When an AI agent calls page.content() to get the page HTML, shadow DOM content is missing from the output. The agent sees the custom element tags but not their contents. It cannot reason about elements it cannot see, so it either produces incomplete results or hallucinates content based on context clues.
Accessibility tree snapshots are theoretically better because the browser’s accessibility engine does traverse into shadow DOM in some cases. But the implementation is inconsistent. Some shadow DOM components correctly expose their semantics to the accessibility tree, while others do not. An AI agent relying on accessibility snapshots will get partial results at best.

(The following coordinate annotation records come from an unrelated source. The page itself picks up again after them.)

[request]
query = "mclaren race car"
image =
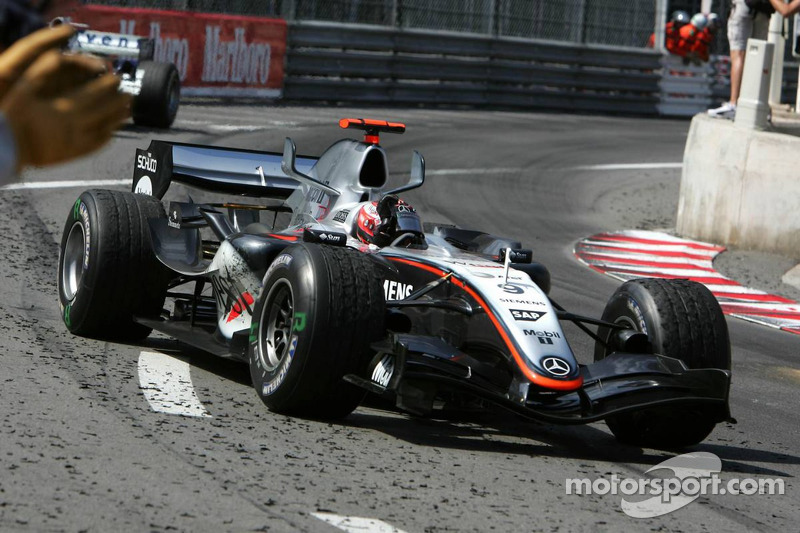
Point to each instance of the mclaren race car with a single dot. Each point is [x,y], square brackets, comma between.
[155,86]
[353,294]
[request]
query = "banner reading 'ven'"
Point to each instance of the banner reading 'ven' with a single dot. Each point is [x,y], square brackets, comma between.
[216,55]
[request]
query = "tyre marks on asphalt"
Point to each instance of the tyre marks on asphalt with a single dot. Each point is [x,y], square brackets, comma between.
[357,524]
[167,385]
[634,254]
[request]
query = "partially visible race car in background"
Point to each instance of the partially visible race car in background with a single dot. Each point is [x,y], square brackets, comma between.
[353,293]
[155,86]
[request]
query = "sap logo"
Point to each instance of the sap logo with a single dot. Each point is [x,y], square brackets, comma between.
[394,290]
[145,162]
[383,370]
[531,316]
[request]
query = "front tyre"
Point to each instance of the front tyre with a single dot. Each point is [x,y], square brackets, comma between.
[107,272]
[320,309]
[682,320]
[157,103]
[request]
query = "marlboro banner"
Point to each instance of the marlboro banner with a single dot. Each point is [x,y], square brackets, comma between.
[216,55]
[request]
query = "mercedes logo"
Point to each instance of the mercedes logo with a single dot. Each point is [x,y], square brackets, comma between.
[556,366]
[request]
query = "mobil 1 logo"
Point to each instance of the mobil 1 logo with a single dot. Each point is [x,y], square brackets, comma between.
[545,337]
[529,316]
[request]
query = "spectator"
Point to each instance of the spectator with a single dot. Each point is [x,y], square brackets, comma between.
[671,31]
[53,106]
[702,48]
[748,19]
[689,36]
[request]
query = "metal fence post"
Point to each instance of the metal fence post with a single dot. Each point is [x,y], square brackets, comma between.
[581,23]
[775,36]
[661,23]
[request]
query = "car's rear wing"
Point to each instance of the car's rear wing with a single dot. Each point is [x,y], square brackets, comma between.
[222,170]
[112,44]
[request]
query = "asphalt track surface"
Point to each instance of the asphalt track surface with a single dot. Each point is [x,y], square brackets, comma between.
[81,448]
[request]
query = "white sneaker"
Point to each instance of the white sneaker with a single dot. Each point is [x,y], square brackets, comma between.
[726,110]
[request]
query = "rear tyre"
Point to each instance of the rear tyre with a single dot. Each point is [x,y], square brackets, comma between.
[107,272]
[683,320]
[157,103]
[320,309]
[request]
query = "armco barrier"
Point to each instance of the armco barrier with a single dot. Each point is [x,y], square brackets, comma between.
[216,55]
[370,64]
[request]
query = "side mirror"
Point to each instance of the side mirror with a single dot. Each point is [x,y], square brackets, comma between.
[417,174]
[289,167]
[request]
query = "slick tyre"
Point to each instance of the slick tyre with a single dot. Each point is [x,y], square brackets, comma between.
[157,103]
[107,272]
[682,320]
[320,309]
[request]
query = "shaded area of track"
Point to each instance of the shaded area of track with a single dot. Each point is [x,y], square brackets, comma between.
[83,449]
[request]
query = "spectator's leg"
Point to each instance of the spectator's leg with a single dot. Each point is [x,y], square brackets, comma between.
[737,67]
[740,28]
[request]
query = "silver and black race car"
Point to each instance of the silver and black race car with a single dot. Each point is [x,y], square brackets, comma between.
[354,294]
[155,85]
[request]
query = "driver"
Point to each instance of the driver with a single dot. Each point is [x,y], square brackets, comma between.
[381,223]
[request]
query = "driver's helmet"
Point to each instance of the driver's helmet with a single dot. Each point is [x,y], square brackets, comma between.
[380,223]
[680,18]
[714,22]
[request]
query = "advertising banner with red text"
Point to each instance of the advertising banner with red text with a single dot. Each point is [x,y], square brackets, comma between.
[216,55]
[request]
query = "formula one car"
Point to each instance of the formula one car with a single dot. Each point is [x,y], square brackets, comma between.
[155,86]
[356,295]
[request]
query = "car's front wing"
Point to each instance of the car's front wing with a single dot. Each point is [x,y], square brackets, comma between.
[415,369]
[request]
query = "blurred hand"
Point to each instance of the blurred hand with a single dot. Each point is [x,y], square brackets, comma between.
[59,106]
[17,58]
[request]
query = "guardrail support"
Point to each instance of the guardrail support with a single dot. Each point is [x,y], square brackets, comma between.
[661,23]
[753,107]
[776,38]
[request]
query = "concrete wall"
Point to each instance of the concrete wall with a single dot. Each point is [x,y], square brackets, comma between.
[741,187]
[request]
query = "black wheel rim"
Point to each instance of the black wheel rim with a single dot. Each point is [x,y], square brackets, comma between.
[72,266]
[275,325]
[174,100]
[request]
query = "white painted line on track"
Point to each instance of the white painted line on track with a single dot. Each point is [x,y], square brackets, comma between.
[167,385]
[357,524]
[471,171]
[64,184]
[631,166]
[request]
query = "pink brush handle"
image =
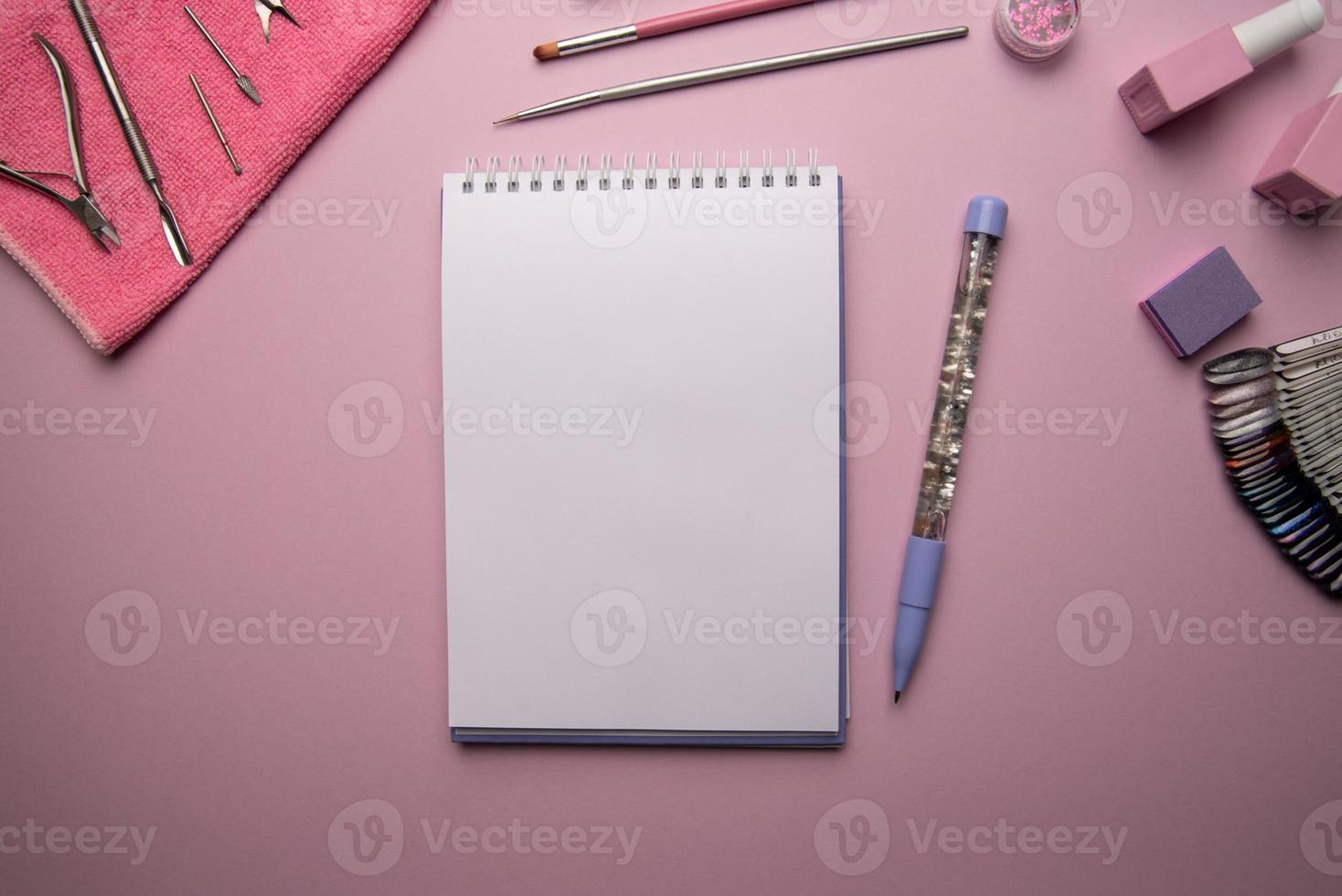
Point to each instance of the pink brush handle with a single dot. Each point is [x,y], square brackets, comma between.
[708,15]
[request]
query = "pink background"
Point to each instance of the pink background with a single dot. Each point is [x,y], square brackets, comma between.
[243,499]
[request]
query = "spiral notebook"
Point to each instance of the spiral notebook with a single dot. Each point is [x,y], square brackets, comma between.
[642,381]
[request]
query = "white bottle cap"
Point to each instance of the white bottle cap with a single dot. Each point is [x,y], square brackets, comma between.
[1266,35]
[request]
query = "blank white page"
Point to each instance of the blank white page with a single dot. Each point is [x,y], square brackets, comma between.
[643,496]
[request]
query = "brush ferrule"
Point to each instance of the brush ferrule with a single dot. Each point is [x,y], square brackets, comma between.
[624,34]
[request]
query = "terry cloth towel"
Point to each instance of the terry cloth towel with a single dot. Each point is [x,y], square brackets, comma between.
[304,77]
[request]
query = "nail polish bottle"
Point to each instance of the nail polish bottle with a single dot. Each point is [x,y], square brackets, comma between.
[1215,62]
[1305,171]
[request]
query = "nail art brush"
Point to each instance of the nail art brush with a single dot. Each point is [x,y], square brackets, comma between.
[733,70]
[659,26]
[240,78]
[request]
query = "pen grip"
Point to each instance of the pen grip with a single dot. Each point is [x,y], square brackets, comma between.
[917,594]
[922,571]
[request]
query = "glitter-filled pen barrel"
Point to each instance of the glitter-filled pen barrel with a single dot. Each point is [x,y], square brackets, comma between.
[984,227]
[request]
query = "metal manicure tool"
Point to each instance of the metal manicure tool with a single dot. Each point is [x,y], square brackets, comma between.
[219,132]
[240,78]
[82,206]
[266,7]
[131,129]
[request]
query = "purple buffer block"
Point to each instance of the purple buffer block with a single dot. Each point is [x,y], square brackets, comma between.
[1201,304]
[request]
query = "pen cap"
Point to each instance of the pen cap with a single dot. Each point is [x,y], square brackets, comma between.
[1271,32]
[986,215]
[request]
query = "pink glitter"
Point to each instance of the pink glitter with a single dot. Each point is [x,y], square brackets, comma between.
[1037,28]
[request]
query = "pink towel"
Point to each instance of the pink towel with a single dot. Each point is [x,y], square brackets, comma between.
[304,78]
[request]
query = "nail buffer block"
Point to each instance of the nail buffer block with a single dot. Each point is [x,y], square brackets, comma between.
[1201,304]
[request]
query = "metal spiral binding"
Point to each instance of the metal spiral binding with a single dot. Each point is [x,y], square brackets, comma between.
[514,171]
[536,177]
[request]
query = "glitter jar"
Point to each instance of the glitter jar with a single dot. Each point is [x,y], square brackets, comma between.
[1037,30]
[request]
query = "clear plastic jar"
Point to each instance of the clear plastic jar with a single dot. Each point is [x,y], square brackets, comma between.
[1037,30]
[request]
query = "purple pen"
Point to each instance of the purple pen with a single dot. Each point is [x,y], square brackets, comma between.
[984,226]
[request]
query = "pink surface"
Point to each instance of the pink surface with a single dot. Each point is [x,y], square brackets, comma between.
[247,496]
[304,80]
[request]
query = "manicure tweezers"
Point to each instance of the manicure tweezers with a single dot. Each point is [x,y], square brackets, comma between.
[82,206]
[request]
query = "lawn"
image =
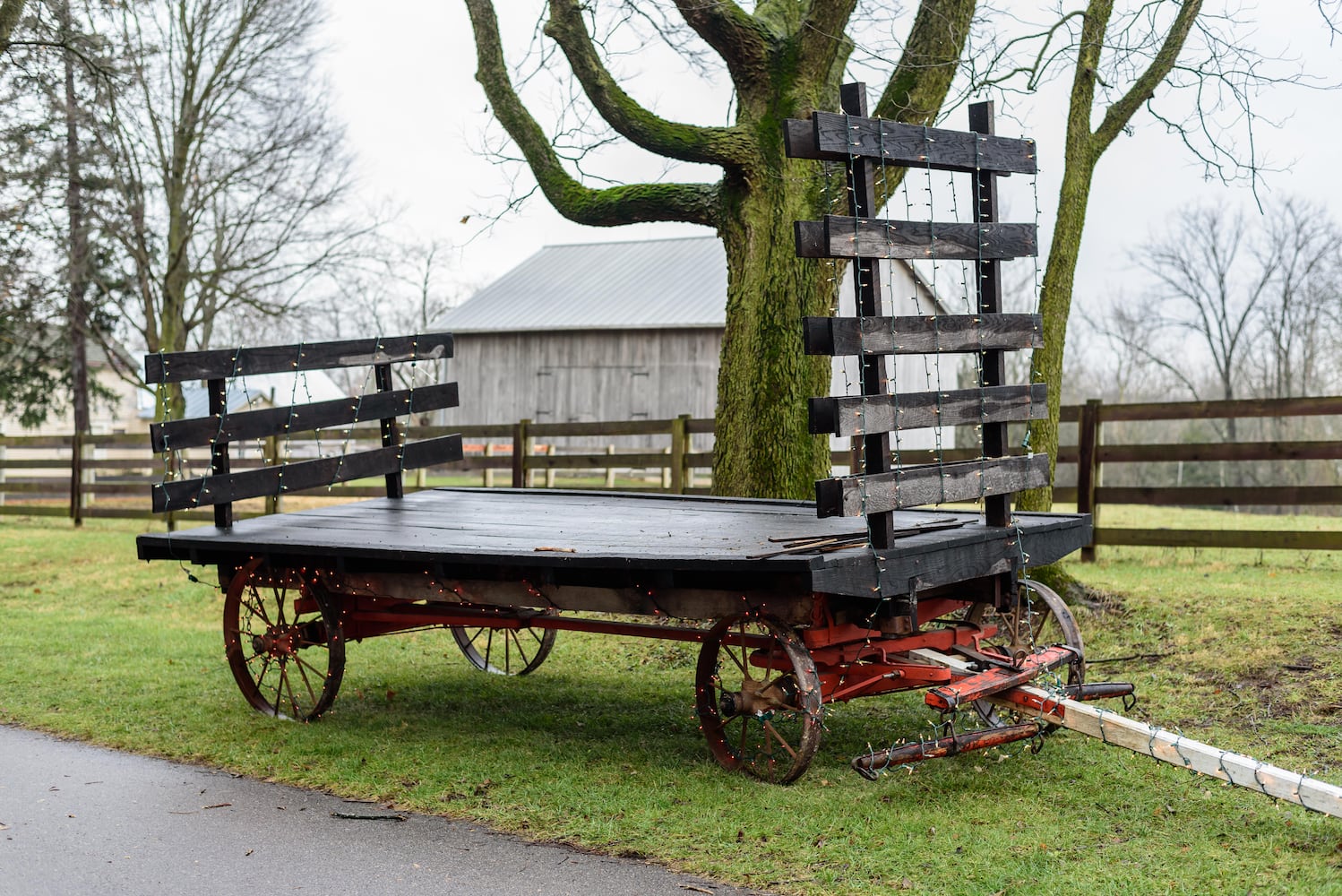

Unlike a 403 error or a CAPTCHA challenge, there is no visible failure. The agent proceeds confidently with incomplete data, and you may not realize the problem until you compare the scraper’s output to what a human sees on the page.
Practical Takeaways
Shadow DOM is not going away. The Web Components standard is gaining adoption, major component libraries are built on it, and the encapsulation it provides is genuinely valuable for frontend development. Scraping tools and techniques need to adapt.
Use Playwright with its built-in shadow DOM piercing for new scraping projects. For pages with closed shadow DOM, the addInitScript technique to force open mode is reliable. For complex nested shadow DOM structures, implement a recursive walker that traverses every shadow boundary. And if you are building or evaluating AI browser agents, test them against shadow DOM content explicitly – do not assume they handle it correctly.
The web is getting more complex structurally even as it becomes more visually consistent. Knowing where your scraper’s vision ends and shadow DOM begins is the difference between collecting complete data and silently missing half the page.